Quando desembarcou no Brasil em 1923, o pintor lituano Lasar Segall (1891-1957) foi profundamente marcado por algo que ele definia como o “milagre da cor e da luz” da natureza brasileira. Formado no sufocante ambiente do expressionismo alemão, Segall mudou até a sua paleta de cores após o contato com a nova paisagem tropical. E foi assim que nas obras que sucederam às claustrofóbicas telas feitas na cidade alemã de Dresden ele passou a incorporar o verde das palmeiras e bananeiras e o rosa das fachadas de casas do interior. Esse giro do artista, do sombrio para a alegria, é a marca da exposição Aquarela de Segall – olhar sereno, olhar aflito, múltiplos olhares, que está em São Paulo no museu que leva o seu nome. Toda a mostra é dedicada ao seu pouco divulgado trabalho em papel.

Uma das obras que merecem atenção especial de quem visita a exposição chama-se Mãe negra entre casas (aquarela de 1930) – é nela que estão bastante pronunciados o “tropicalismo” e a “brasilidade” de Segall. A obra retrata uma mulher e seu filho diante de um casario desordenado, mas, se o amontoado ao fundo ainda remete ao expressionismo, as delicadas cores das roupas, variando entre o rosa e o azul-claro, estão longe dos tons terrosos de sua produção anterior. O seu trabalho é sereno, e essa serenidade também aparece em Orquestra (1933), enquadrando personagens negros. Segall sempre sentiu necessidade de trazer os negros para a sua arte, retratando pessoas socialmente marginalizadas (pintou também prostitutas) para aliviar o seu próprio isolamento devido à sua origem judia.

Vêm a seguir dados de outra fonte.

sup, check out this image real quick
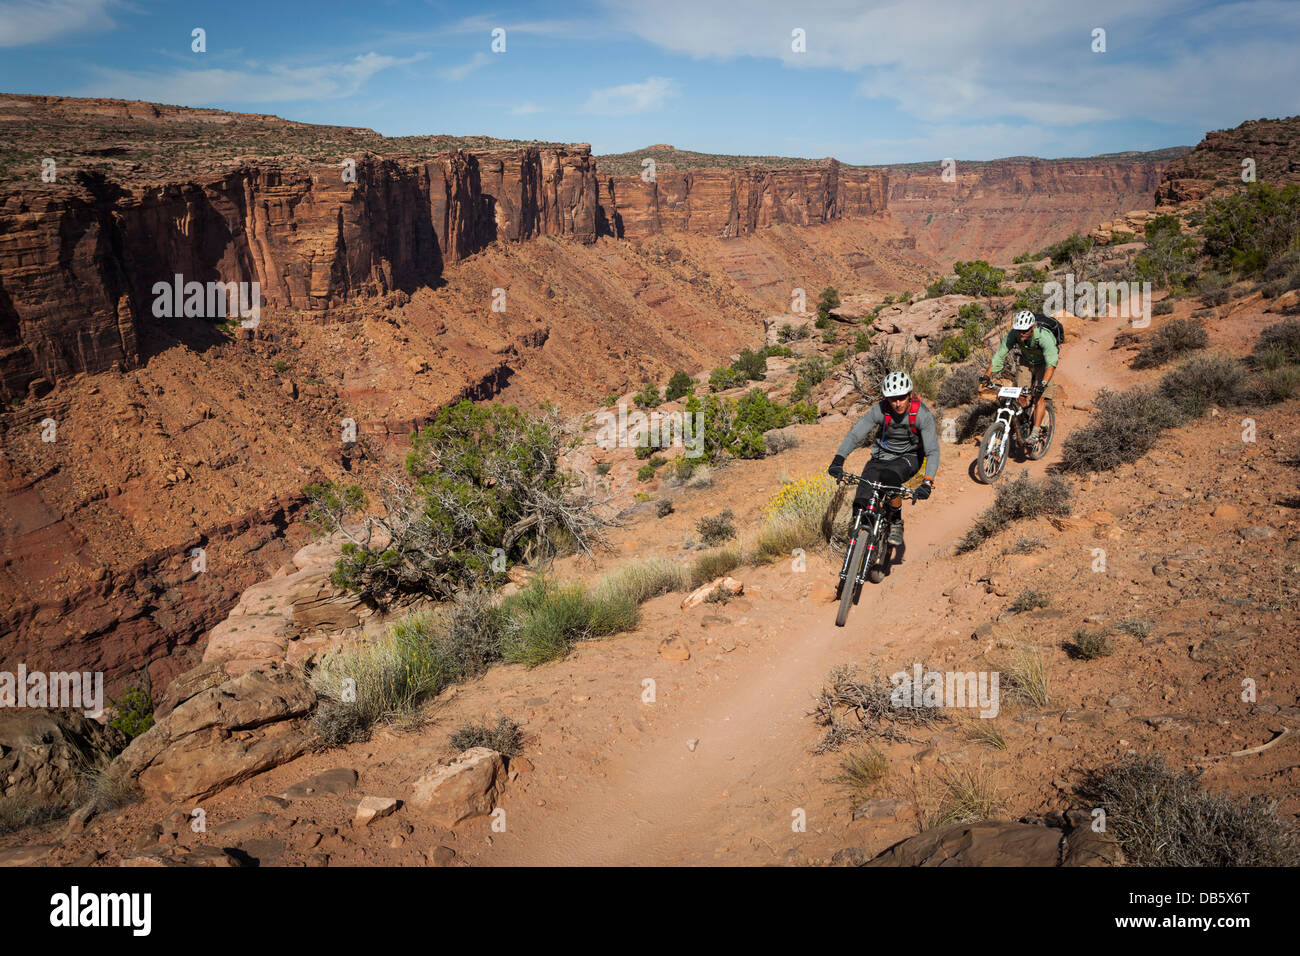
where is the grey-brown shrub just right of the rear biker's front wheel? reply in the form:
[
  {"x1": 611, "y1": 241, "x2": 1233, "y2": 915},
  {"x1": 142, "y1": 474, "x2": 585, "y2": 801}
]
[{"x1": 1061, "y1": 385, "x2": 1183, "y2": 472}]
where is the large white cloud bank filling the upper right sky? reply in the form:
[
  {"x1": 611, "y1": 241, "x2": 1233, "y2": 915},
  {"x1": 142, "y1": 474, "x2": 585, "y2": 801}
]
[{"x1": 602, "y1": 0, "x2": 1300, "y2": 127}]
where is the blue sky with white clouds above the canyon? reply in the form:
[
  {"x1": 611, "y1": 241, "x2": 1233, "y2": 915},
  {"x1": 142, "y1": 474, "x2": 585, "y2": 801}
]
[{"x1": 0, "y1": 0, "x2": 1300, "y2": 163}]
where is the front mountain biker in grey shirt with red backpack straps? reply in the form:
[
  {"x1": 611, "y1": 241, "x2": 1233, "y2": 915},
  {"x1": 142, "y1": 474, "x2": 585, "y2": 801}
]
[{"x1": 827, "y1": 372, "x2": 939, "y2": 545}]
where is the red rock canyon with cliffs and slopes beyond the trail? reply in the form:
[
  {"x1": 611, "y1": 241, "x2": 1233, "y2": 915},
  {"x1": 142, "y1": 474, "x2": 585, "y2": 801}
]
[{"x1": 0, "y1": 96, "x2": 1185, "y2": 692}]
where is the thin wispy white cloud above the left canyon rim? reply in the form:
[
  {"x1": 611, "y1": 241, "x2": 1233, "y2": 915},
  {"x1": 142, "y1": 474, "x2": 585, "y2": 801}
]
[{"x1": 79, "y1": 53, "x2": 423, "y2": 107}]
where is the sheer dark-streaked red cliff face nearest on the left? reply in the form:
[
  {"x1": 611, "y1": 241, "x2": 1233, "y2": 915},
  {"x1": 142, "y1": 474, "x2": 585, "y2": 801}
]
[{"x1": 0, "y1": 146, "x2": 597, "y2": 399}]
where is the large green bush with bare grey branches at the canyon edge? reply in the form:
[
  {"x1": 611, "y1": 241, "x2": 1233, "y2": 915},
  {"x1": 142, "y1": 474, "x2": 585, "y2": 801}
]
[{"x1": 303, "y1": 401, "x2": 610, "y2": 605}]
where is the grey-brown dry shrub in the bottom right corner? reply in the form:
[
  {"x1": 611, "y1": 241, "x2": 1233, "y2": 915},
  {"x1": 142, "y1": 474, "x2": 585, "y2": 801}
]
[{"x1": 1079, "y1": 754, "x2": 1300, "y2": 868}]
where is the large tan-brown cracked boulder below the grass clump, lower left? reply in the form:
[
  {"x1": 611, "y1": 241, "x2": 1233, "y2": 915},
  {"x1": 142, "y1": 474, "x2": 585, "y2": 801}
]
[{"x1": 113, "y1": 669, "x2": 316, "y2": 800}]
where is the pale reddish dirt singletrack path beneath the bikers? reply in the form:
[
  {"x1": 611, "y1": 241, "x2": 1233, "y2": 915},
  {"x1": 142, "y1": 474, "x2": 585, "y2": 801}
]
[{"x1": 475, "y1": 319, "x2": 1134, "y2": 865}]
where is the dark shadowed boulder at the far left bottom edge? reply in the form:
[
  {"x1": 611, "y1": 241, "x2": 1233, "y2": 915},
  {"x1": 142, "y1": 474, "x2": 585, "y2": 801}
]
[{"x1": 0, "y1": 708, "x2": 127, "y2": 806}]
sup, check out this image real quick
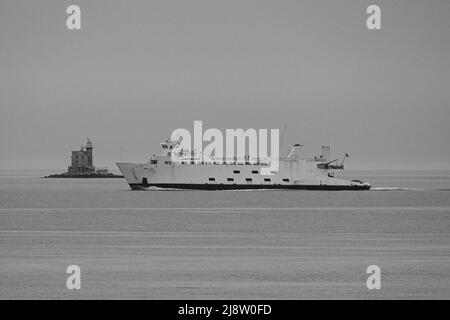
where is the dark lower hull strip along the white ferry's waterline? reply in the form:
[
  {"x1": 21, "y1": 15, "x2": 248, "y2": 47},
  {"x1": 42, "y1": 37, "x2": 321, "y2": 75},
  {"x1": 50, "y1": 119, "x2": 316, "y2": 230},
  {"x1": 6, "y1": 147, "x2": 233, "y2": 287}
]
[{"x1": 130, "y1": 183, "x2": 370, "y2": 191}]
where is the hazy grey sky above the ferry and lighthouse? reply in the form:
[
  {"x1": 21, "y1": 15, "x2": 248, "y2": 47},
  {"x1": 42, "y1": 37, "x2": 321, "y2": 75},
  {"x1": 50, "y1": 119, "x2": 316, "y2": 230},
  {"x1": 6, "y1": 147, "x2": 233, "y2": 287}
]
[{"x1": 0, "y1": 0, "x2": 450, "y2": 169}]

Como diz o próprio nome da mostra, Segall tinha olhares múltiplos e nunca abandonou o “olhar aflito” dos primeiros anos, flagrante em Asilo de velhos (1909), a peça mais antiga. Oito desenhos da série Visões da guerra, feitos entre 1940 e 1943, denunciam o extermínio de seu povo, ao mostrar um grupo de pessoas afunilando-se em direção ao espaço estreito de dois muros. Também merece destaque a interpretação do artista sobre as coisas simples da vida, e isso se realça na aquarela Mulher no estábulo (1930). Sobre a obra, escreveu o curador Celso Lafer: “A exuberância dos seios amamentadores da figura feminina tem a benévola companhia do olhar de uma vaca de úbere pleno”. A explicação veste feito luvas: nas aquarelas, Segall pintava animais e homens com o mesmo sentimento de harmonia.